Share

MENIKAH

Author: JI_MIL
last update Huling Na-update: 2025-09-22 09:37:04

Pagi itu, wisma tampak lebih lengang dari biasanya. Matahari baru saja naik, sinarnya menembus kaca jendela kamar Ratri. Suasana hening itu pecah ketika suara mesin mobil terdengar berhenti di depan. Galuh turun, berdiri tegak dengan sikap tenang, seolah sudah memutuskan segala resiko yang harus ia tanggung.

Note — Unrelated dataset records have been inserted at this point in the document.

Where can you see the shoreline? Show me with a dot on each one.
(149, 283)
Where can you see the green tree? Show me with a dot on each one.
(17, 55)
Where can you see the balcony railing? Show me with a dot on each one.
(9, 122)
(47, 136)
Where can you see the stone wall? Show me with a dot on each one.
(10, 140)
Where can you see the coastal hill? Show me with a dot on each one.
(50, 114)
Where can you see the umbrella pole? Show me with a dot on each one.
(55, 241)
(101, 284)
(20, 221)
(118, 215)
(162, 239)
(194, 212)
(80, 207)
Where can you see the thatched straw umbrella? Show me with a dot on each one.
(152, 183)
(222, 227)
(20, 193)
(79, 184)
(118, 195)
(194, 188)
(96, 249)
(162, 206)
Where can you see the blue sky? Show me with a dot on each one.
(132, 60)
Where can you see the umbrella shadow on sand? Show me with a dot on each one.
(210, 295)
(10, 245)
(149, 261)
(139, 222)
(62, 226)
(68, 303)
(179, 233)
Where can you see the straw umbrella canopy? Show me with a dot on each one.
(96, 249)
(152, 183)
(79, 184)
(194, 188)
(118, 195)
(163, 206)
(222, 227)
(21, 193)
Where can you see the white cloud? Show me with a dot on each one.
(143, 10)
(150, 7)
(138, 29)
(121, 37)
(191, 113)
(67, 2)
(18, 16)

Ratri keluar dari kamarnya dengan langkah perlahan. Wajahnya masih pucat karena semalam tak banyak tidur. Di tangannya, hanya ada sebuah tas kecil berisi pakaian seperlunya. Di ruang tengah, teman-temannya sudah menunggu.

Dewi yang pertama kali memeluknya. Tubuhnya gemetar, air mata bercucuran. “Ratri… jangan lupakan aku, ya,” ucapnya dengan suara parau. “Aku takut nanti kamu benar-benar lupa siapa yang dulu ada di sisimu.”

Ratri memeluknya erat. “Aku tidak akan pernah lupa, Dewi. Kamu saudariku, tempat aku menangis, tempat aku tertawa. Aku akan selalu ingat.”

Hani ikut mendekat, matanya merah sembab. Ia tersenyum getir, mencoba tegar, namun suaranya pecah juga. “Doakan aku, Rat… semoga cepat ada yang menikahiku. Aku… aku sudah lelah.” Suaranya terhenti, lalu pecah dalam isakan.

Ratri terdiam, menatap wajah Hani dengan hati yang teriris. Ia mengusap air mata Hani dengan jemari yang bergetar. “Kamu pasti bisa keluar juga, Han. Aku percaya, akan ada seseorang yang mencintaimu tanpa syarat. Jangan berhenti berharap.”

Satu per satu, teman-temannya yang lain ikut mendekat. Suasana berubah menjadi lautan air mata. Ratri dikelilingi pelukan, seolah mereka semua tahu bahwa kepergian Ratri bukan hanya meninggalkan wisma, tapi juga meninggalkan bagian dari jiwa mereka yang telah bertahun-tahun berbagi suka duka.

Dewi kembali berkata, kali ini dengan nada lebih tegas, meski air matanya terus mengalir. “Semoga dirimu bahagia selalu, Ratri. Kami… kami sangat menyayangimu. Kamu adalah cahaya buat kami semua.”

Kata-kata itu menghantam hati Ratri. Ia tak kuasa lagi menahan tangis. Tubuhnya bergetar dalam pelukan mereka. “Aku juga menyayangi kalian… lebih dari yang kalian tahu. Kalian keluargaku, meski dunia menganggap kita rendah.”

Suasana pecah. Tangisan mereka bercampur, menjadi satu kesedihan yang tak bisa ditahan. Bahkan Galuh, yang menunggu di depan, hanya bisa berdiri terdiam. Ia melihat pemandangan itu dengan mata yang berkaca-kaca.

Akhirnya, dengan berat hati, Ratri melepaskan pelukan terakhir. Ia melangkah menuju pintu. Setiap langkahnya terasa seperti meninggalkan sebagian dirinya. Ia menoleh sekali lagi, melihat wajah-wajah yang begitu ia cintai, wajah-wajah yang masih terjebak dalam gelap yang sama pernah ia jalani.

“Doakan aku… semoga jalan ini benar-benar membawaku ke cahaya,” ucap Ratri lirih, sebelum akhirnya berjalan ke arah Galuh.

Teman-temannya hanya bisa berdiri di pintu, menangis, melambaikan tangan. Saat mobil itu melaju pergi, mereka tahu, salah satu dari mereka telah berhasil melangkah keluar. Namun, sekaligus, lubang kosong yang menyakitkan tertinggal di dalam hati mereka.

Hari itu menjadi hari yang tak pernah dibayangkan Ratri sebelumnya. Seorang perempuan yang bertahun-tahun dipandang hina, kini duduk anggun dengan kebaya putih sederhana, wajahnya berhias senyum dan air mata bahagia. Di sampingnya, Galuh berdiri tegap dengan jas hitam rapi, memandang Ratri dengan penuh keyakinan.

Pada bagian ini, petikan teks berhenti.